I also found this link on the Schatz heat battery:
Engine waste-heat storage.
Quote:
...the heat battery is a 10-kilogram cylinder 37 centimeters long and 17 centimeters in diameter. The container's core consists of a stack of flat sheet-metal envelopes filled with the heat-storage medium-readily available barium hydroxide crystalline salt. The envelopes also serve as turbulence generators for the engine coolant that flows through the container, Schatz wrote. The core is surrounded by a high-vacuum insulating jacket.
If the coolant temperature is higher than that of the storage medium, it warms the salt, which eventually liquefies at its melting point (75 [degrees] C). The device has a heat capacity of 600 Watt-hours when cooled down from 80 [degrees] to 50 [degrees] C. During discharge, the storage medium solidifies.
|
600Wh is about the same as what you'd get from a block/coolant heater, but it's free and remote, and lasts for a few days.

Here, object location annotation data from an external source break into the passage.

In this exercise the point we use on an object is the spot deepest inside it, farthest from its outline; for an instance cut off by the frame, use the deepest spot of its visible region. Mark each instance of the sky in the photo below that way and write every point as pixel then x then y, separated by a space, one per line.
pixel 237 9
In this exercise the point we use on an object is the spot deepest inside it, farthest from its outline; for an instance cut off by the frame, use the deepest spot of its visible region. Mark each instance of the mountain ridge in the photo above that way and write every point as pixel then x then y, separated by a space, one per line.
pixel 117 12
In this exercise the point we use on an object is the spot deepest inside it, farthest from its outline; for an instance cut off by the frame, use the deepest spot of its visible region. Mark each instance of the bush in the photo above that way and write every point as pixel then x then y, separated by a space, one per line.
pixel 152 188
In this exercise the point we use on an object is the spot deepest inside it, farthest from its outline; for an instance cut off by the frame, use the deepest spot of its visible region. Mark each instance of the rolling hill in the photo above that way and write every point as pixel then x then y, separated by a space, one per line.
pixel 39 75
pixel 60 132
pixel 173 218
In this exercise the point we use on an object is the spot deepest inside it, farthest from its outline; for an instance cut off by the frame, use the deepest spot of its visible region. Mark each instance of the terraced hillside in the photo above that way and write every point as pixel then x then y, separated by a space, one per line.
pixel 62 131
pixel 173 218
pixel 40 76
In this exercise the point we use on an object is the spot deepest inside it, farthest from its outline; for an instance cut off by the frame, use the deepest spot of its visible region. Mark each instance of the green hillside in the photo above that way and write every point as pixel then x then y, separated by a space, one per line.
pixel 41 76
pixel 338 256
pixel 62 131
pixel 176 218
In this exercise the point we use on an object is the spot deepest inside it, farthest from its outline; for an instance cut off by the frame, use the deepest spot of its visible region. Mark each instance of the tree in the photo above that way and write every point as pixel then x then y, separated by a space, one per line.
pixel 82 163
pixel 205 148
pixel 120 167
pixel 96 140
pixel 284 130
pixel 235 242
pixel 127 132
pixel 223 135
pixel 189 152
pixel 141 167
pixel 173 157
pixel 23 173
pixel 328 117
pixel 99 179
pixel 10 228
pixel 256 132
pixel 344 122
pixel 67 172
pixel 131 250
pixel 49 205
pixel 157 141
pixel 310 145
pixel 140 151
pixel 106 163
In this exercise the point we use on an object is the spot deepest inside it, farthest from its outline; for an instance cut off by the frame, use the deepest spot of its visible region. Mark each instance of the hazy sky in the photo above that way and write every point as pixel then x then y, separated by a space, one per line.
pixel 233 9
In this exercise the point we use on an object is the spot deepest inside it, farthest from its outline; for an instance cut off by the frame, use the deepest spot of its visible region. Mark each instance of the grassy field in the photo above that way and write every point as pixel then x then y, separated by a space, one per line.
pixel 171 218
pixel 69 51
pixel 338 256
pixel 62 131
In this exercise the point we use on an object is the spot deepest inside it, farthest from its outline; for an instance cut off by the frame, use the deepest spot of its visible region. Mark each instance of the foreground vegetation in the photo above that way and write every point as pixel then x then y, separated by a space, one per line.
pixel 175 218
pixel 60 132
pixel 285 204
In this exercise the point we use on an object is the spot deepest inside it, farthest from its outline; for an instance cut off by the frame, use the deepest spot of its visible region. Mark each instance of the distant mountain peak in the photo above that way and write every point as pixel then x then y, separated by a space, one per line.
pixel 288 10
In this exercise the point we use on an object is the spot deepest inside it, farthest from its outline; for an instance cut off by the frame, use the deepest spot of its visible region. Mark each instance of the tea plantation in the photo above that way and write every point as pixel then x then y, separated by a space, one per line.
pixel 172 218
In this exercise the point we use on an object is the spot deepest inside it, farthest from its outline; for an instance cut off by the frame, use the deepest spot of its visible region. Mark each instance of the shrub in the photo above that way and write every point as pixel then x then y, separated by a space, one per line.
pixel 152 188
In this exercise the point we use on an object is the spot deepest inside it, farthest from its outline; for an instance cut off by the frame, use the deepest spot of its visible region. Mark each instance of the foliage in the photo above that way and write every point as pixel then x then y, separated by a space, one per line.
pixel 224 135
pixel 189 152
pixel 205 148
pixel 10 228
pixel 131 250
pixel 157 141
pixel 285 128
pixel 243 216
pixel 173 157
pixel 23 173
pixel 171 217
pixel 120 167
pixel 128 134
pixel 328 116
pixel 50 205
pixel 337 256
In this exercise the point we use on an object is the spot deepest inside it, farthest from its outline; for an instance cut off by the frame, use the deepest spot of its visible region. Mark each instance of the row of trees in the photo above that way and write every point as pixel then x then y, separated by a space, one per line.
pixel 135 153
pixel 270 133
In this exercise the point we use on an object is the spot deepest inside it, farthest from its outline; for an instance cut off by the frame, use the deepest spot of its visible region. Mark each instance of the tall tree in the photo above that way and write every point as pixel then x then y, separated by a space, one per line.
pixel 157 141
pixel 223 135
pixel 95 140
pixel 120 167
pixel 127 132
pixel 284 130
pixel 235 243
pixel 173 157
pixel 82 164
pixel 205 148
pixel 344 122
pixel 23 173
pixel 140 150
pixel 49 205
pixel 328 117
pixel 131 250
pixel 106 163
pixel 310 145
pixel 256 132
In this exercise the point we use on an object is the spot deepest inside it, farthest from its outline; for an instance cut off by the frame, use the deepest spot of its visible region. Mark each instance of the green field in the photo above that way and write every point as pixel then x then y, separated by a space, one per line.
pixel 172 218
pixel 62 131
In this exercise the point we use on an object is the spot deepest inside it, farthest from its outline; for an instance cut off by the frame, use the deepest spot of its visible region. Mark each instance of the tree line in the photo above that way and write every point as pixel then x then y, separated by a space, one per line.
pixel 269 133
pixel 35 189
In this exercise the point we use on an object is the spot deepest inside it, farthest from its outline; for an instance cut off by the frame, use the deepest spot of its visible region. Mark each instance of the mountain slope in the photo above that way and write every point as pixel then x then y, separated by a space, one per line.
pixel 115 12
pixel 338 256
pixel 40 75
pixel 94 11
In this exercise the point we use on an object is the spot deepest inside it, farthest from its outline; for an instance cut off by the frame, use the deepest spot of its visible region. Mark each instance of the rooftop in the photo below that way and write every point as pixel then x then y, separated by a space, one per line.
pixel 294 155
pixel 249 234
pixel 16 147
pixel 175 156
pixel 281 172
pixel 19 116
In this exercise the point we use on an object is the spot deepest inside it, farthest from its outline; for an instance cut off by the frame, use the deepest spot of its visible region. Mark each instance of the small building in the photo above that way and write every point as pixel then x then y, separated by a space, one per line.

This article said the melting temperature of barium hydroxide is 75*C,
Wikipedia states 78*C. That may be a little high. My coolant temp hardly ever exceeds 78*C (during winter only on long uphills), and there are more efficient turbodiesels than mine (like 1.2TDi, of VW Lupo and Audi A2 fame), which have even lower temps, so the medium may never melt. On the other hand, any thermal help for a cold engine is good.
I googled around, but it seems that this in the news in the early '90's, VW and Saab fooled around with it, and then
Hush! I wonder why it never went mainstream? Cheap oil, like usual?